Feature: Little Soda Pop Tabs Go a Long Way
LEXINGTON, Ky. – An eastern Kentucky family will be able to celebrate Thanksgiving this week, thanks to a Lexington elementary school and a lot of soda pop tabs.
It was a cold Sunday this past February when Whitesburg, Kentucky residents Tammy Brock and her young son Dalton were driving through east Tennessee. They encountered a car full of young people playing what Tammy calls road games. Her SUV hit a bridge head-on, flipped several times, and plunged some 35 feet into the freezing Holston River.
"They life-flighted me and Dalton both to Johnson City, Tennessee and there they told us that Dalton wasn't going to make it, that he had too many bleeds in his head," Tammy recalls. "His skull was fractured in two places and [doctors said] it was impossible that he lived."
Dalton was in a coma with serious brain injuries. If he did survive, he wouldn't be the vibrant little boy he once was. But one doctor didn't want to give up on Dalton, and he eventually accepted at Cardinal Hill Rehabilitation Hospital in Lexington.

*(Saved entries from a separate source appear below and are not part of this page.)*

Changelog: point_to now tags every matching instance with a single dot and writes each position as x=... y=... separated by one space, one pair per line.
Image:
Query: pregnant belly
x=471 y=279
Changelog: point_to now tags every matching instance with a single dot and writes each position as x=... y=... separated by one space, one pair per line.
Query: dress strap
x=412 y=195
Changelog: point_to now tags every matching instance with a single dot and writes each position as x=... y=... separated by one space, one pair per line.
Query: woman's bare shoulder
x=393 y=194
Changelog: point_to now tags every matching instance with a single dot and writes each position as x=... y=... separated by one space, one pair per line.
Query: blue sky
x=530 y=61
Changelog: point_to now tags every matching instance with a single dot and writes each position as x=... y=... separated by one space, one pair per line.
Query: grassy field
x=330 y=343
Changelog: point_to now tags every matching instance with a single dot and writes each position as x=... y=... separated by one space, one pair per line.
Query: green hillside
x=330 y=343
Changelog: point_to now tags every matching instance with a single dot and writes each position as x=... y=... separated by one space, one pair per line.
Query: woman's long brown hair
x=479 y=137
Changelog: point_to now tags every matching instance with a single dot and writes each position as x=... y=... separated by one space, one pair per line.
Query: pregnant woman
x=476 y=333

"Someday I'll be walking without the walker," Dalton says.
Dalton wants to walk with just his own two feet, and he's well on his way to re-learning how to do that. He spends four hours a day, four days a week at Cardinal Hill.
To keep up with what's expected to be a two-year rehab and surgery process, the Brocks moved into the Lexington Ronald McDonald House. It's a non-profit group the family was familiar with because of its soda-pop tab charity program. Tammy is battling bone cancer, and the Brocks started collecting the aluminum tabs a few years ago to raise money for a Letcher County girl suffering from Leukemia.
"Dalton really enjoys collecting pop tabs for the Ronald McDonald House. It's a special thing to him. There's no way we could ever repay them for what they have done for us and our family," Tammy says.
The money raised by the soda-pop tabs goes to a family emergency fund. It allows families like the Brocks to buy food and have gas money for weekend trips back home.
Because Dalton will be living in Lexington for an extended period of time, he enrolled at Glendover Elementary School.
"My teachers is very nice to me and the kids is very nice to me," Dalton says.
And Dalton has been good for Glendover. For the past year, the school has been involved in its own soda-pop tab collection drive to benefit Ronald McDonald House. School registrar Tina Olsen says it started as a math lesson for kids to see what one million of something actually looks like.
The little pieces of aluminum started piling up, but when Dalton started classes in September, his classmates got an understanding of what all their hard work was really for.
"The kids can see Oh, we know Dalton, we've seen him around, and he is benefiting from the Ronald McDonald House' and they can see we're really helping families out here," Olsen says.
The tabs were gathered into a display case in the school's front hallway, and Ronald McDonald himself stopped by for a school celebration on Monday. Glendover fell short of its goal -- a recent count put the collection at 325,000 -- but reaching one million tabs isn't really the point. The effort showed students they can make a difference, and it gave Dalton and Tammy Brock some hope.
"My kids are very special, but I thank God that this Thanksgiving I've still got Dalton with me, and that he's come from where he is, and that he'll able to sit at a table and eat with us, and not be in a hospital and have to give him something through a tube. It's just been a miracle road with him and the Ronald McDonald House."